Meta-Gradient Search Control: A Method for Improving the Efficiency of Dyna-style Planning
Bradley Burega, John D. Martin, Luke Kapeluck, Michael Bowling
TL;DR
This work tackles sample-efficiency in model-based RL under imperfect, non-stationary dynamics by learning where to query a model during Dyna-style planning. It introduces Meta Gradient Search Control (MGSC), which meta-learns a state-distribution over planning queries by minimizing a meta-loss that ties planning updates to proximity to an optimal fixed point $\boldsymbol{\theta}^*$. The method uses a softmax parameterization $d(s;\boldsymbol{\eta})$ over states and backpropagates gradients through the planning updates (via $\bar{\boldsymbol{\theta}}(\boldsymbol{\eta})$) to shape search control with Adam optimization.

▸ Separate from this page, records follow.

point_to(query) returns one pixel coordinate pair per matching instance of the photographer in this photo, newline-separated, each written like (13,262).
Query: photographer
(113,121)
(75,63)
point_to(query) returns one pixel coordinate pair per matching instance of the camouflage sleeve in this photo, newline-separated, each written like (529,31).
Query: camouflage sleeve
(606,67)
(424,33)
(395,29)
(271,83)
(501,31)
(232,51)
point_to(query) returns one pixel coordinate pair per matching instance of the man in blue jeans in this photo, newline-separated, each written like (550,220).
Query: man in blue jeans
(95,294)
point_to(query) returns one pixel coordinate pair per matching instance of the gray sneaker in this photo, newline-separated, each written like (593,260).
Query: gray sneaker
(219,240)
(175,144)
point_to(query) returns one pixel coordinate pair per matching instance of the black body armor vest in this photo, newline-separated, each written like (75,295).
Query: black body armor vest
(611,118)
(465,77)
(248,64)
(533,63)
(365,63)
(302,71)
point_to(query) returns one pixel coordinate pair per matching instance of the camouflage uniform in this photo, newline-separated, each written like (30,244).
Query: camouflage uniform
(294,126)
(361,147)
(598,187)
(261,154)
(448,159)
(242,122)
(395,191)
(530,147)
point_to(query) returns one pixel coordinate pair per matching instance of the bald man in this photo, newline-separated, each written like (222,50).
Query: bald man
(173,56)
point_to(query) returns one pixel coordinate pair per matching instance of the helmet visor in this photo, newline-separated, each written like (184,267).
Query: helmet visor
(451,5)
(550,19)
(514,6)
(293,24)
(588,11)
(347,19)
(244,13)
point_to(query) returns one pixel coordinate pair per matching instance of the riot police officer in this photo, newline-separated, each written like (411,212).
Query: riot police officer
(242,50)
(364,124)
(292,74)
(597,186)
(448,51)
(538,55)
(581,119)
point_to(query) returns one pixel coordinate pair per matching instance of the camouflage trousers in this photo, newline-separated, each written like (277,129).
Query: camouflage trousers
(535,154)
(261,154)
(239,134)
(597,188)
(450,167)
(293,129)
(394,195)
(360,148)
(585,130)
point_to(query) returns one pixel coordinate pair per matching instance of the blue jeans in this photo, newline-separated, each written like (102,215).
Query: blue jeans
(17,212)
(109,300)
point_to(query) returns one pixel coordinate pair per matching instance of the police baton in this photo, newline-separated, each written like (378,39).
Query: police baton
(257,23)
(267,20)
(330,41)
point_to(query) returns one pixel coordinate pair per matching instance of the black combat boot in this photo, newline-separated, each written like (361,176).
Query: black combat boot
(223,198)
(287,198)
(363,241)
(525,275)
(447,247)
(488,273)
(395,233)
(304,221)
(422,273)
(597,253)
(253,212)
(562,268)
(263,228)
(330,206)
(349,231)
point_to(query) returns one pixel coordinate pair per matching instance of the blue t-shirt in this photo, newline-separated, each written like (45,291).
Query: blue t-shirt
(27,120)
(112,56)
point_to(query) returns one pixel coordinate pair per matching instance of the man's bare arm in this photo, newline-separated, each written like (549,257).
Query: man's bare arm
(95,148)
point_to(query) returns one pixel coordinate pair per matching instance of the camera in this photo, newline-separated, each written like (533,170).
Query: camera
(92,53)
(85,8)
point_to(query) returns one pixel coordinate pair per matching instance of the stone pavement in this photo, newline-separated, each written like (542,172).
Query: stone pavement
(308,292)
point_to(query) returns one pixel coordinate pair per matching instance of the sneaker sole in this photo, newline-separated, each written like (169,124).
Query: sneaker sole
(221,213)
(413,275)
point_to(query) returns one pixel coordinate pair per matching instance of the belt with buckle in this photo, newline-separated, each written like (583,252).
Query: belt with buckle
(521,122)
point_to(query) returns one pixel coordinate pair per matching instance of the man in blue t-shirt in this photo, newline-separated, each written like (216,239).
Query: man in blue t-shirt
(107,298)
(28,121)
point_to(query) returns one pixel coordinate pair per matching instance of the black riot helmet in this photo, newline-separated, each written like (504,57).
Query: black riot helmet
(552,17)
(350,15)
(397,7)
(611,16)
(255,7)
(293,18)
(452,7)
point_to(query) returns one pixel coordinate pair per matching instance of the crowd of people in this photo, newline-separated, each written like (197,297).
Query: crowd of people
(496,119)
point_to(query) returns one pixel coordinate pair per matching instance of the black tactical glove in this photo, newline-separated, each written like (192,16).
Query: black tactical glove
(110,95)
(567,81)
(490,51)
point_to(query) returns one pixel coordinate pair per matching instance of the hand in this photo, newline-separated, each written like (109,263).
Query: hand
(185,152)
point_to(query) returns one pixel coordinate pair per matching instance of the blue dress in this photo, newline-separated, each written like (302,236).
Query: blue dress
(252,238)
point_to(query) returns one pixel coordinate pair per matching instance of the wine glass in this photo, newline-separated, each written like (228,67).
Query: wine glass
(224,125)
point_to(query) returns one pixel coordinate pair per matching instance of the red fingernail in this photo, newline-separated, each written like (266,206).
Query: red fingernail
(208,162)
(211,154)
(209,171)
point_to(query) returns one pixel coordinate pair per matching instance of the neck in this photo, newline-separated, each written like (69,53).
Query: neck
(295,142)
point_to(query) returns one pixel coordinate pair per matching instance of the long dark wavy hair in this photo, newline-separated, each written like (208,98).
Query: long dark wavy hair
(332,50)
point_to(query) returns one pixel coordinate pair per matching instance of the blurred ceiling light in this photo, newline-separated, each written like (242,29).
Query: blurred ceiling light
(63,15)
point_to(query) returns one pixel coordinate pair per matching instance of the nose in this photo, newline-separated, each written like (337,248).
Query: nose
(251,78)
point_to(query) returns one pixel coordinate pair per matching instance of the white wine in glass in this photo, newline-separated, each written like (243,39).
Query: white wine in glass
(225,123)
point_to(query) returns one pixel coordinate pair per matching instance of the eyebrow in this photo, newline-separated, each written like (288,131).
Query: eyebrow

Empirical results in TMaze and TwoRooms show MGSC improves planning efficiency and downstream sample-efficiency compared with fixed sampling baselines, including robustness to model imperfections and with learned models, pointing to practical benefits for scalable model-based RL.
Abstract
We study how a Reinforcement Learning (RL) system can remain sample-efficient when learning from an imperfect model of the environment. This is particularly challenging when the learning system is resource-constrained and in continual settings, where the environment dynamics change. To address these challenges, our paper introduces an online, meta-gradient algorithm that tunes a probability with which states are queried during Dyna-style planning. Our study compares the aggregate, empirical performance of this meta-gradient method to baselines that employ conventional sampling strategies. Results indicate that our method improves efficiency of the planning process, which, as a consequence, improves the sample-efficiency of the overall learning process. On the whole, we observe that our meta-learned solutions avoid several pathologies of conventional planning approaches, such as sampling inaccurate transitions and those that stall credit assignment. We believe these findings could prove useful, in future work, for designing model-based RL systems at scale.